The test, performed on Abbott’s portable i-STAT Alinity instrument, provides lab-quality results within 15 minutes.
It facilitates rapid evaluation of mild traumatic brain injuries (mTBI) at the patient’s bedside.
The i-STAT TBI test cartridge can now be used up to 24 hours post-injury, a significant improvement against the common delay in seeking care, said Abbott.
The approval broadens Abbott’s TBI test offerings, complementing its existing i-STAT TBI Plasma test and ARCHITECT and Alinity i lab tests.
Abbott diagnostics business senior medical director Beth McQuiston said: “Abbott has pioneered breakthroughs in TBI testing technology for more than a decade.
“We’re proud of this important step forward in advancing the standard of care for concussions.
“With this approval, right from the patient’s bedside, clinicians are now able to order a rapid blood test that can provide powerful objective information, quickly.”

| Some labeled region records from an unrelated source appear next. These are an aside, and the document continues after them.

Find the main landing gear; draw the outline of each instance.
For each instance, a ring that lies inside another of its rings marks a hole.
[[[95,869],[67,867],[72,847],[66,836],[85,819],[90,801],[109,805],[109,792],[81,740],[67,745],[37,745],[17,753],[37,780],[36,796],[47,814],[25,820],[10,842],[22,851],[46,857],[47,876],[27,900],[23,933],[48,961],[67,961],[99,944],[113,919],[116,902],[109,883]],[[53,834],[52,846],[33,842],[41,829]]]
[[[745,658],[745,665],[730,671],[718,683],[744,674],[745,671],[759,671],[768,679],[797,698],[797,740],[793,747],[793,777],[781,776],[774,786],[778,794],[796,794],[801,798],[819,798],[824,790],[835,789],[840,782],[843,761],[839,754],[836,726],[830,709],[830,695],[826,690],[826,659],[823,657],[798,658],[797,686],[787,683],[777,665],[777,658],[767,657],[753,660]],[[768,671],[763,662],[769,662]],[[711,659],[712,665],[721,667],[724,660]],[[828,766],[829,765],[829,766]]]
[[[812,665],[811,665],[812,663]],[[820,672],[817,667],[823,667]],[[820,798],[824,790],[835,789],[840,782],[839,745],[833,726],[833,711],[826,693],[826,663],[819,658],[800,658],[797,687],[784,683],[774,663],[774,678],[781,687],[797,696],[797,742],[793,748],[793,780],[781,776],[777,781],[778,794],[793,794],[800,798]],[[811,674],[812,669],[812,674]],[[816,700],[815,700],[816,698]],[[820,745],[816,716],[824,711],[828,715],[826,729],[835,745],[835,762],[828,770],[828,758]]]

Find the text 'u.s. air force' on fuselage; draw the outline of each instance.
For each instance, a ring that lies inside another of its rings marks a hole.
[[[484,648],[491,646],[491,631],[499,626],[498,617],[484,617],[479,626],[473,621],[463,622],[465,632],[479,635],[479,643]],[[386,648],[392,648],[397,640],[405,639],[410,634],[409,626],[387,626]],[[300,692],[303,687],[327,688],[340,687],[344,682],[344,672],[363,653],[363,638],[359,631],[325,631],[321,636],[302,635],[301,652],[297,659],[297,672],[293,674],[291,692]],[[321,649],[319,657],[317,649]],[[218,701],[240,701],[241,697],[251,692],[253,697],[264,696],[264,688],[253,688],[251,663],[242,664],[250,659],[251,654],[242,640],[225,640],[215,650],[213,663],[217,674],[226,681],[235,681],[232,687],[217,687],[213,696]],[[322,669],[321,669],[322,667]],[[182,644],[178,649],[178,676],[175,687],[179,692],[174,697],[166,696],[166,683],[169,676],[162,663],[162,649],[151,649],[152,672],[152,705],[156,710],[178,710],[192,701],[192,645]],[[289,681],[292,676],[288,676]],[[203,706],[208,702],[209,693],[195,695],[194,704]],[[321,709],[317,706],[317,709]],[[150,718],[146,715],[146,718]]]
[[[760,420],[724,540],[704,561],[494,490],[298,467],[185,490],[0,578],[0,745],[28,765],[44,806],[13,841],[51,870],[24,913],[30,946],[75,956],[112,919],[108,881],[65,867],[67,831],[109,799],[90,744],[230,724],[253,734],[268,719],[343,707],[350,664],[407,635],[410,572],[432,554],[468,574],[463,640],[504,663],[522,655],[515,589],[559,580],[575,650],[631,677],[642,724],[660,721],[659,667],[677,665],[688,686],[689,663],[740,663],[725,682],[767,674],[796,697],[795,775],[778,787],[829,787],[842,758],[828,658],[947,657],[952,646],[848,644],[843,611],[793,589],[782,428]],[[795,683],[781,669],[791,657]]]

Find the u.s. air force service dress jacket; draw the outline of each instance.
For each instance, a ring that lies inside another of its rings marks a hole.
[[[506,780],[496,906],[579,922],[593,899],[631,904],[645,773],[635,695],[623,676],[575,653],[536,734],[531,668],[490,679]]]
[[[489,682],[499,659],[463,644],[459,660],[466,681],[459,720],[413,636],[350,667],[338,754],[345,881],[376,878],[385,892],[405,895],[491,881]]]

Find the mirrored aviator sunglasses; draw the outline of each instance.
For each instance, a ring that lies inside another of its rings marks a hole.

The regulatory approval enables testing in diverse healthcare settings, such as urgent care clinics, and potentially in pharmacies and at sporting event sidelines.
It enables clinicians to evaluate patients aged 18 and older with suspected mTBI, potentially reducing the need for computer tomography (CT) scans.
The test requires a small venous blood sample, which is applied to the cartridge and inserted into the i-STAT Alinity instrument.
It measures two brain-specific biomarkers, ubiquitin C-terminal hydrolase L1 (UCH-L1) and glial fibrillary acidic protein (GFAP), which are released during significant brain injuries.
If these biomarkers are below established thresholds, a CT scan may be unnecessary, supporting effective patient care decisions.
University of Toronto associate professor and St. Michael’s Hospital trauma surgeon and medical director Andrew Beckett said: “Particularly in the emergency setting, we have long needed a reliable and expedient way to assess and triage patients for urgent computed tomography (CT) imaging of the brain after head trauma.
“The availability of a rapid point of care and objective test for traumatic brain injury will be a major advancement in emergency care as it can help facilitate immediate and precise diagnosis, ensuring prompt, appropriate treatment.”
Recently, Abbott secured the US Food and Drug Administration (FDA) approval for its Tendyne transcatheter mitral valve replacement (TMVR) system.
Tendyne is a minimally invasive device that addresses mitral valve malfunction due to severe mitral annular calcification (MAC), a condition where calcium builds up in the annulus.